What Are Common Grounds For Deportation Or Removal From The US?
The common grounds for deportation or removal from the US are unlawful presence in the US due to entering illegally, overstaying a visa, committing certain crimes, and obtaining a visa fraudulently. If a non-US citizen has a criminal record, they should definitely speak to an immigration attorney who has experience with interpreting the impact of criminal records on immigration. This is a complex area of the law for which entire books have been written.
In general, any drug crime is grounds for deportation with the exception of the single offense of possession of marijuana under 30 grams. Many people think possession with intent is the same as possession, but it’s not; possession with intent is grounds for deportation, and possession of any drug aside from marijuana is also grounds for deportation.

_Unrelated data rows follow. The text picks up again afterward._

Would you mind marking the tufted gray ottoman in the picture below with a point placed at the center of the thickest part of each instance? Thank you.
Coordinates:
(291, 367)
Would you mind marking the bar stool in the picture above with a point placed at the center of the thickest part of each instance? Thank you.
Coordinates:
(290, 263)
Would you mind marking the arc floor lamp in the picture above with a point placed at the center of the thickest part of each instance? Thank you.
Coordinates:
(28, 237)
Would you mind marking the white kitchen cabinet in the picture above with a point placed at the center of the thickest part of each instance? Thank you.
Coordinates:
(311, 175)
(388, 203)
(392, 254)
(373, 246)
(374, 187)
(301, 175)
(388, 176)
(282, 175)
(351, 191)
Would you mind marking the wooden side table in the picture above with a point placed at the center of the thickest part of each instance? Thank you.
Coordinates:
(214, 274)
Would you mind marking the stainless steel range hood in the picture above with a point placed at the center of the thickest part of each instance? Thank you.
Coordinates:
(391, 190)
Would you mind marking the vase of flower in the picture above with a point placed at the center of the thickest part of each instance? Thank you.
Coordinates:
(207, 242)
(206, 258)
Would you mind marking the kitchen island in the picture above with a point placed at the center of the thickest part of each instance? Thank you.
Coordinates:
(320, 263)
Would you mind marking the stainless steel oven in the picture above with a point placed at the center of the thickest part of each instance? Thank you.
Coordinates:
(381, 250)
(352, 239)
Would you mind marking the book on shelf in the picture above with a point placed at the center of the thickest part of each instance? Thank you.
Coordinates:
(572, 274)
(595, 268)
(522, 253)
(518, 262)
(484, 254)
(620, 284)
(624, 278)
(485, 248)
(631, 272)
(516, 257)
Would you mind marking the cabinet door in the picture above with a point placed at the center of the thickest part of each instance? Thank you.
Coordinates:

Most types of violent crimes like simple assault and battery might be an exception, but it depends on the state’s laws and whether the elements of the crime match the elements of the federal crime that Congress had in mind when they created immigration law. Theft, fraud, or anything involving dishonesty, more serious violent crimes, and sex crimes, are generally grounds for deportation. Driving offenses that do not involve drugs would not likely be an issue but might disqualify you from some statuses, such as DACA and then lead to deportation for not having a valid status.
What Happens When Someone Is In The Process Of Being Deported Or Removed?
Generally, the first step in the process of deportation is for ICE to issue a notice to appear. This is an important document that should definitely be shown to an attorney. This notice explains why a deportation case is being opened, and lists the date, time, and location of the first hearing. There has been a lot of litigation recently over whether the notice to appear actually needs to include the hearing information and whether ICE can validly prosecute the case without it. A defective NTA can potentially result in the case being dismissed, or the immigrant qualifying for relief that they otherwise would not have qualified for. However, since the law is still not definitive in this regard, it is best to speak to an attorney.